Chavis, Steele never more than a phone call away
10/04/2009 12:00 AM
10/03/2009 11:58 PM
CLEMSON - The phone call went out sometime late last Saturday. Maybe Kevin Steele called John Chavis, or maybe Chavis called Steele. It doesn't matter who, so much as what.
It was the perfect time for an "ain't it awful" call.
Earlier that day, Steele, Clemson's defensive coordinator, had watched his Tigers lose 14-10 to No. 15 TCU. Meanwhile, Chavis' LSU defense was getting rung up for 26 points by usually woeful Mississippi State, a game the SEC's Tigers still won.
Neither coach was happy. Who better then to commiserate with than your best friend and fellow defensive coordinator, the one other person in the world who knows you and what you do as well as you know yourself; the person you talk to every day?

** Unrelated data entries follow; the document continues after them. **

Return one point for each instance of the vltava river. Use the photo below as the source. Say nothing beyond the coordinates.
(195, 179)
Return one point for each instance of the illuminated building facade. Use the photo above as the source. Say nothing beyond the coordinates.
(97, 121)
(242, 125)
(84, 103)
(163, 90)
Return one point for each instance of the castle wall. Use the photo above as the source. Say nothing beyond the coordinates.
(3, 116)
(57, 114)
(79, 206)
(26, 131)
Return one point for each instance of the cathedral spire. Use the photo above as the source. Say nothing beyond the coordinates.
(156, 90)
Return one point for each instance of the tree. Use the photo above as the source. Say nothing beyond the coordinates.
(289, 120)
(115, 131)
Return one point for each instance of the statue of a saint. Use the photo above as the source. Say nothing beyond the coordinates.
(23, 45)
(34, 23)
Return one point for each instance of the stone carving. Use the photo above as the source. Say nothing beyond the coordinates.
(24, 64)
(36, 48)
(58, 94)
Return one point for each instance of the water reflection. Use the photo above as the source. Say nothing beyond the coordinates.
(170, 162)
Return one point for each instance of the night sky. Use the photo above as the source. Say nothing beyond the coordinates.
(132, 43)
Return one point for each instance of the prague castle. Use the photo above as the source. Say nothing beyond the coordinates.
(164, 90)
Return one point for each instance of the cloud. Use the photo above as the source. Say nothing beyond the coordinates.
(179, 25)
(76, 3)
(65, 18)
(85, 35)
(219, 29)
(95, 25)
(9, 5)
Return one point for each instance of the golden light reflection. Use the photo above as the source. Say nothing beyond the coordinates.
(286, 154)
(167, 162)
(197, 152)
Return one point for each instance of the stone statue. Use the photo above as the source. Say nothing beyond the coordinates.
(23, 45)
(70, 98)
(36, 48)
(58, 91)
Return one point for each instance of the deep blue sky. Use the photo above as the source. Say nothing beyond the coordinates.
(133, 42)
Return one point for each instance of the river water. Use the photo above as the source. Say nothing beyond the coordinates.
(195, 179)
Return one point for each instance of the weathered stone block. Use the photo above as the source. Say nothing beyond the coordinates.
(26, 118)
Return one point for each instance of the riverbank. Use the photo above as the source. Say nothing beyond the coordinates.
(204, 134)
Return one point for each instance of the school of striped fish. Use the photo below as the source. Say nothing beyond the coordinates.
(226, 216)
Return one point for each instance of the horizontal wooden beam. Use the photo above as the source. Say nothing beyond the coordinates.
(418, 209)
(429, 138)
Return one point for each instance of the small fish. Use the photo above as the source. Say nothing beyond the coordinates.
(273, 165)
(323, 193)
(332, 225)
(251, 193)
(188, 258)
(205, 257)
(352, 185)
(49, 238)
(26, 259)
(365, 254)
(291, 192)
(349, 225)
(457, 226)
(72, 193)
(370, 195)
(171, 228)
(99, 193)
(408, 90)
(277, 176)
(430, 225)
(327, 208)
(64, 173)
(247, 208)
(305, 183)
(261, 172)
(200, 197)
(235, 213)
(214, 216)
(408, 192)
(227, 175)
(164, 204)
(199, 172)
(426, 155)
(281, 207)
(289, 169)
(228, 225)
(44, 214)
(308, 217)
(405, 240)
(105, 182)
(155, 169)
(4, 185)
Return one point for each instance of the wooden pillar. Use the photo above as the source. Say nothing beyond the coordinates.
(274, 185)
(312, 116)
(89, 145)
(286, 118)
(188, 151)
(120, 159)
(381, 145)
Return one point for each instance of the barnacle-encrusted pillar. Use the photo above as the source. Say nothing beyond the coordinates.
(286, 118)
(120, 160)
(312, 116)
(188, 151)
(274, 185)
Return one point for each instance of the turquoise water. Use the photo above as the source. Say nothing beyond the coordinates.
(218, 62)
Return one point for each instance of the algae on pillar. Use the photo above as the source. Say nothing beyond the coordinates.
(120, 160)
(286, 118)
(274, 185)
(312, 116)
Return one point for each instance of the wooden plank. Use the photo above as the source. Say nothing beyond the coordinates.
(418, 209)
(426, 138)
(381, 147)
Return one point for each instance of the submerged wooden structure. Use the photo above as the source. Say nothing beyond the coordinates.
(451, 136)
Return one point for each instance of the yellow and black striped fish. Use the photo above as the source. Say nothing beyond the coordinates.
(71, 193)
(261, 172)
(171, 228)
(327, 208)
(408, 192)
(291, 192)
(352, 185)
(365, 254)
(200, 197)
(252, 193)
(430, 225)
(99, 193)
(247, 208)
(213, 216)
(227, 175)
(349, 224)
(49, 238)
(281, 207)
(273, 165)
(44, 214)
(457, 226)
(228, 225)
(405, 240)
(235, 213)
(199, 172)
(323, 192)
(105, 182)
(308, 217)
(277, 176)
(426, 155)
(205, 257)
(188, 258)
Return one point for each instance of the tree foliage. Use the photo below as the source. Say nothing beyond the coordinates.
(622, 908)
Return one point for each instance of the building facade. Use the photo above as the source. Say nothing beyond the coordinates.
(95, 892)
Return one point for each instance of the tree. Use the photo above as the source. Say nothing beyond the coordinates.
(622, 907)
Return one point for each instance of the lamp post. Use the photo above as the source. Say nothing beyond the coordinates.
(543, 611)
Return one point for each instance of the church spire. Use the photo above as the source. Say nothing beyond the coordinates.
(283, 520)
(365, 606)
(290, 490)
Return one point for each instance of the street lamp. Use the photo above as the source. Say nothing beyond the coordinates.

"We've got a little deal," Steele said, "where we tell each other it's an 'ain't it awful' call. If one of us is down or upset, frustrated, he'll say, 'Well, I got some 'ain't it awful' for you.
"And automatically, the other takes the other (positive) side. No matter if you're both having a bad day, that's the rule: If I tell you I'm calling because 'ain't it awful,' you've got to talk me out of it."
Of course, when you've been in coaching as long and as successfully as these two - 30 college seasons for Chavis, 25 in college and four with the Carolina Panthers for Steele - there have been more good days than bad.
Their resumes speak to their abilities. Steele's Crimson Tide was third in the nation last year in total defense, fourth in rushing defense and sixth in scoring defense.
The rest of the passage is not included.